Rear Admiral Samuel McGowan, Paymaster General, Intra-Bureau Order Number 166
Intra-Bureau Order No. 166
(Bureau of Supplies and Accounts)
Washington, D. C.
17 April 1917
1. During the last few days there have come to the Paymaster General’s attention, several cases where purchasing officers requested that competition be waived because careful inquiry in the market had developed the fact that articles urgently needed to meet emergency needs could not possibly be obtained except from some one particular firm.
2. It was pointed out in each such instance that nothing could be more inappropriate than approving a “competition waived” requisition under conditions thus described – the reason being that, assuming that the facts were as stated, there was surely the keenest kind of competition imaginable, namely competition among purchasers anxious to obtain the articles (which is necessarily more keen than any competition possibly could be between different firms seeking to supply the same).
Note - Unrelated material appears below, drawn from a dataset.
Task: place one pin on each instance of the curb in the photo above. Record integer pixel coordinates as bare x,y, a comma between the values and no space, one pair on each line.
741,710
3. Whenever any such cases arise – and they unquestionably will from time to time – it is to be distinctly borne in mind that the requisition to cover emergency purchase will contain on its face a plain statement of the exact facts – the use of such words as “competition waived” or other more or less meaningless terms to be scrupulously avoided.
4. When, for good and sufficient reasons established in advance, it does (as it seldom will) become necessary to waive competition, the words “in favor of . . . . . . . .”will not under any circumstances be employed. When competition needs to be waived, it is not in fact waived “in favor of” any firm or person, but because the exigencies of the service make it necessary – competition being waived, if at all, “in favor of” the United States!
5. It can not be too clearly borne in mind, therefore, that the statement on any requisition or other paper that competition has been or is to be waived “in favor of” any outside establishment is misleading and highly objectionable.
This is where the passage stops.